Gilt prices yesterday responded positively to last month's fall in headline inflation to 1.2 per cent. But the gap between conventional and index-linked yields shows that the underlying rate is still expected to be double the Government's 2 per cent target over 10 years and more. The battle for credibility still has to be won.
The next few months are likely to see the headline rate edge upwards, but the acceleration should not prove alarming. The turn of the year may be more problematic, however, as substantial cuts in mortgage rates drop out of the annual comparison between November and January.
Retail prices will also be pushed higher by excise duty increases, with the shifting of the Budget from March to November bringing the bad news forward. Then, in April next year, the imposition of VAT on fuel will also push up the RPI.
In the meantime, core inflationary pressures are likely to be benign. The combination of low pay settlements, a gradual recovery in jobs and rapid growth in output should see unit wage costs drop for some time yet, offsetting the boost to costs from higher import prices. And relatively subdued domestic demand is still persuading many retailers to absorb cost pressures in their profit margins rather than passing them on to their customers.
But there is a limit to how long these influences will last. If recent falls in unemployment are maintained, workers may soon pursue higher wage increases more aggressively. Indeed, it is the Treasury's nightmare scenario that a new norm for pay settlements may become established well above the rate of inflation. Pay will be a key indicator to watch as this autumn's round begins in earnest, for it will do much to settle the debate between inflation optimists and pessimists.

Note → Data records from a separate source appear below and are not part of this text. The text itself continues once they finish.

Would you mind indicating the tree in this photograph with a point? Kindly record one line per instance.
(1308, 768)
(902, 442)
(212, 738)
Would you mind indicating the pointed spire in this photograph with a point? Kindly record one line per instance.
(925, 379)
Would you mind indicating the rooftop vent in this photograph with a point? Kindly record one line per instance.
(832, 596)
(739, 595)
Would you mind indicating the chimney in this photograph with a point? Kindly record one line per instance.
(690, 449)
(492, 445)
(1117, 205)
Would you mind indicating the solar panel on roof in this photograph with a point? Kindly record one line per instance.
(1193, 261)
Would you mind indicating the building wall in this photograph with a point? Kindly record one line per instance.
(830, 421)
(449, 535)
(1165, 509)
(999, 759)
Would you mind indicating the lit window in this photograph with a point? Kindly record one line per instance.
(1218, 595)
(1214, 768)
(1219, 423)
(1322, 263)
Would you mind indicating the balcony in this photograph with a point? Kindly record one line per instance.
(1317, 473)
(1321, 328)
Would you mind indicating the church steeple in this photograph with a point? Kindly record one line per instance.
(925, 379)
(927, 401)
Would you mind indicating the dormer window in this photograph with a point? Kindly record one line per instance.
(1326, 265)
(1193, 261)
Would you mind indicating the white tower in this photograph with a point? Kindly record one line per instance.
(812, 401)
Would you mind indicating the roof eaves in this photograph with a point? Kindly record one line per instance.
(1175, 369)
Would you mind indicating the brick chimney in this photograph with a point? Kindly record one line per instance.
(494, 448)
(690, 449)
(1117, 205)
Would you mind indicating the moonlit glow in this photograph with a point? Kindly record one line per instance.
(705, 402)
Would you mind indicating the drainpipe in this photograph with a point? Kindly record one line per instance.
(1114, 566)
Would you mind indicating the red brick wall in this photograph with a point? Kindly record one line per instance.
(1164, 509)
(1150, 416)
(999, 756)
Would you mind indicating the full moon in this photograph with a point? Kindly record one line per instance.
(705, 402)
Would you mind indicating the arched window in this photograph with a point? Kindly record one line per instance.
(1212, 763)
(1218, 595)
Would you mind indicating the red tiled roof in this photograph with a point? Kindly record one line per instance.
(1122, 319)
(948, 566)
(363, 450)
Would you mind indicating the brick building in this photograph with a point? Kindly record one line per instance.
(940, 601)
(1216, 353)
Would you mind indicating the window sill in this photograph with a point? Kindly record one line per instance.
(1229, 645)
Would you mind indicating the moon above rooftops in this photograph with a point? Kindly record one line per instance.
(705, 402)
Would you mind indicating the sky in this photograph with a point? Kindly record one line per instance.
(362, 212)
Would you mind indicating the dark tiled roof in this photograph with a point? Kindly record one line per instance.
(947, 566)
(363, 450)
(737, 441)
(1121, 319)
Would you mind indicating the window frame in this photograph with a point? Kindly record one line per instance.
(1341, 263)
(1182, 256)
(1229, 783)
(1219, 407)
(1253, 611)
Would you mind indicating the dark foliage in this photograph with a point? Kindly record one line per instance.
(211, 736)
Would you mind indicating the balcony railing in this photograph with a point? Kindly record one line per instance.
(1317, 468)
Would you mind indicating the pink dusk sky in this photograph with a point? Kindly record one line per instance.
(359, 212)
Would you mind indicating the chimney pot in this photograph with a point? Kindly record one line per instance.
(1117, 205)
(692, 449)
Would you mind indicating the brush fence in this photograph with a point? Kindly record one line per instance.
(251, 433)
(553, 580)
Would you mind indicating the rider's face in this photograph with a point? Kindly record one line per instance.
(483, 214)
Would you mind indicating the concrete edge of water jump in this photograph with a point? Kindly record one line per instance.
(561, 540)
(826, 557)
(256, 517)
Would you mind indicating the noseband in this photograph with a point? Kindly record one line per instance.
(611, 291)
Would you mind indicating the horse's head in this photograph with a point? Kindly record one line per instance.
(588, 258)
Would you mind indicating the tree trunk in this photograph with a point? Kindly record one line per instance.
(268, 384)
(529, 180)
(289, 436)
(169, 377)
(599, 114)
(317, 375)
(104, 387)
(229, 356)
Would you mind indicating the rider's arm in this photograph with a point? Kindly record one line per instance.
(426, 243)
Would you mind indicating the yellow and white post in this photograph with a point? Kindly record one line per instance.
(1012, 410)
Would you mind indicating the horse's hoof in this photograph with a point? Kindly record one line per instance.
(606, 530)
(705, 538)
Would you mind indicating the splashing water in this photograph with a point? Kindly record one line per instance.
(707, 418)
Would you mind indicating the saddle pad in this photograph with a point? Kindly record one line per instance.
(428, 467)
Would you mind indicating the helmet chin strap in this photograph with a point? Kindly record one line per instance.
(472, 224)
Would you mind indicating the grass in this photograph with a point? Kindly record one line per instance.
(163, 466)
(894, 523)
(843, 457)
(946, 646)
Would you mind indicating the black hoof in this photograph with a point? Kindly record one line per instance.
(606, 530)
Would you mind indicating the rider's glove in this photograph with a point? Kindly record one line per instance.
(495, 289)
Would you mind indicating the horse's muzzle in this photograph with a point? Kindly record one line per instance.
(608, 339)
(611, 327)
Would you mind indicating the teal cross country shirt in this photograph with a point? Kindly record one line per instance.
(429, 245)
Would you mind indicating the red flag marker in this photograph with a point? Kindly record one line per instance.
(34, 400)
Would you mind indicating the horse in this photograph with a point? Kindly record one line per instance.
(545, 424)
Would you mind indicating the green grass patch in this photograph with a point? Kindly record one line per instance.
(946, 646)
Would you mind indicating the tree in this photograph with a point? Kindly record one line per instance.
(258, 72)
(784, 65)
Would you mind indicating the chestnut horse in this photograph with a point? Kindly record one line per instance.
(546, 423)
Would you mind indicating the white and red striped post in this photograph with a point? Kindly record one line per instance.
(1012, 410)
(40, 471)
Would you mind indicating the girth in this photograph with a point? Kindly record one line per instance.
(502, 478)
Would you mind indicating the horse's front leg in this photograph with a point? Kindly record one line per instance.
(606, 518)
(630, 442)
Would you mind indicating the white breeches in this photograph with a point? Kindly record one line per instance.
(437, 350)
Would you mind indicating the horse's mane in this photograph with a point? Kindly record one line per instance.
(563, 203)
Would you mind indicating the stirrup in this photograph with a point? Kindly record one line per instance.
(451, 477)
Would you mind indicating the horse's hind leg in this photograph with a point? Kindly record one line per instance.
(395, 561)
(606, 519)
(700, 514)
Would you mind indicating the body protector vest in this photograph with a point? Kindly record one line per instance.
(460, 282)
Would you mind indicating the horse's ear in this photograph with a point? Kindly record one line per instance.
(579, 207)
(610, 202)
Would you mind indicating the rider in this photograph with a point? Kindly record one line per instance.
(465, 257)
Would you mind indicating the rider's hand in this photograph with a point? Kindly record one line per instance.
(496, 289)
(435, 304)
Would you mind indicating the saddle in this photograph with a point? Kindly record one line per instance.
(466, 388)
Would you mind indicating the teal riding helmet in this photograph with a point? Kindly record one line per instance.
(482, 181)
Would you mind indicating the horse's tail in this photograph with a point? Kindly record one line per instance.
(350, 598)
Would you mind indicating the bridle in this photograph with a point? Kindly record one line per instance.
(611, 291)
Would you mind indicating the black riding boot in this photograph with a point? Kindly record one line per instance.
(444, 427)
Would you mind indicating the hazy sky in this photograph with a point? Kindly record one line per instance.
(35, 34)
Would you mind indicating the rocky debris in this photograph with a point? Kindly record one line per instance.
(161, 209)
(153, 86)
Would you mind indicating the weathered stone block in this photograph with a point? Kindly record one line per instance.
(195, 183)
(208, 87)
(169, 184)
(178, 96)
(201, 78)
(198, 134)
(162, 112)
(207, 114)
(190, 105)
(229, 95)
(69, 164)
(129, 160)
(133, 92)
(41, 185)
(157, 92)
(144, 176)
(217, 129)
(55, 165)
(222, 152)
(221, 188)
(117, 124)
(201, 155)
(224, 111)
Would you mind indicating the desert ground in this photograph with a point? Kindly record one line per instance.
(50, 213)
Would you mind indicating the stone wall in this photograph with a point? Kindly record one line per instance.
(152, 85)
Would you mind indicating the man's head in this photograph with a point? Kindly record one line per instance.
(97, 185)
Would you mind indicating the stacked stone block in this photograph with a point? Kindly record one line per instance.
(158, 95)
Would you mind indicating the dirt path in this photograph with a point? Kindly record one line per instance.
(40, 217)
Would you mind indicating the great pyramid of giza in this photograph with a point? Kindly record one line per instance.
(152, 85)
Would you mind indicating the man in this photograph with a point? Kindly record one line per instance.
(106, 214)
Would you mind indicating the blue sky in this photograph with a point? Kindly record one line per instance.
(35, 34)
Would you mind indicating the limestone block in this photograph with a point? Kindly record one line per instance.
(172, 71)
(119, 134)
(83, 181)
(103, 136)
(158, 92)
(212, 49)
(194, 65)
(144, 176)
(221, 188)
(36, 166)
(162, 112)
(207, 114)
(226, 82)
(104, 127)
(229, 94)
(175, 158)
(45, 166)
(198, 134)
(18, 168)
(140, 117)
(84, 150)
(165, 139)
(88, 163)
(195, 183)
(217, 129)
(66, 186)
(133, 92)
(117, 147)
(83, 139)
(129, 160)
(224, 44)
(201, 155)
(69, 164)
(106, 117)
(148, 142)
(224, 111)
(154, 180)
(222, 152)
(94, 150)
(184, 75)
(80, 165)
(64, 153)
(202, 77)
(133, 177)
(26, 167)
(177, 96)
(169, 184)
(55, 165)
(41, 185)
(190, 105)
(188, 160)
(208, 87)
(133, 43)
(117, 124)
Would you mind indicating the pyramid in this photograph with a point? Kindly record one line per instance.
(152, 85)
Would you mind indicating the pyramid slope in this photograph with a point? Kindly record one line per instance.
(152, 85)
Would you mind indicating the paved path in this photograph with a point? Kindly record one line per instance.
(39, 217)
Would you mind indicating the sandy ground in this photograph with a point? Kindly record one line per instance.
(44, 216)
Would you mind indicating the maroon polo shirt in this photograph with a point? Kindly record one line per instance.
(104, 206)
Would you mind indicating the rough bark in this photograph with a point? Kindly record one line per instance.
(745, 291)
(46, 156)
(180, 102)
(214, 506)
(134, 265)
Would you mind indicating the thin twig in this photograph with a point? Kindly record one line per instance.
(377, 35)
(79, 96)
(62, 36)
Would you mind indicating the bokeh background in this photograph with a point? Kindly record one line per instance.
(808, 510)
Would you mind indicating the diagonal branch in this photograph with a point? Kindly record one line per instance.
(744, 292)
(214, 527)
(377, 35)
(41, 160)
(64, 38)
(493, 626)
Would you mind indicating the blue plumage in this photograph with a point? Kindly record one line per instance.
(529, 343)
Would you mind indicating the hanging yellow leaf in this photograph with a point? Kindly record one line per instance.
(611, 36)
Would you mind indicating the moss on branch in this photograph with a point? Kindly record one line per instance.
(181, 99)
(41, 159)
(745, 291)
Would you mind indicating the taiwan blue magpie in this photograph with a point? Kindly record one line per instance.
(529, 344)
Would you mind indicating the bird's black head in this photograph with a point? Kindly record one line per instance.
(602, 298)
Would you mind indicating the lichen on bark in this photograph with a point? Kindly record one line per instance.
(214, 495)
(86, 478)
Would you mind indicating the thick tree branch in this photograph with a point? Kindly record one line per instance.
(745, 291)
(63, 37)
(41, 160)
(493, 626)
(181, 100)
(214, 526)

So far, though, the optimists are winning. Inflation is never dead, but it is certainly looking comatose. Nor, pace some City worriers, is the progress on prices inconsistent with recovery. True, clothing and household goods prices registered their largest June falls since the Fifties, which is testament to tough trading in the high street. But a sustainable recovery was always going to be led by investment and exports, and so far that is what the figures are showing.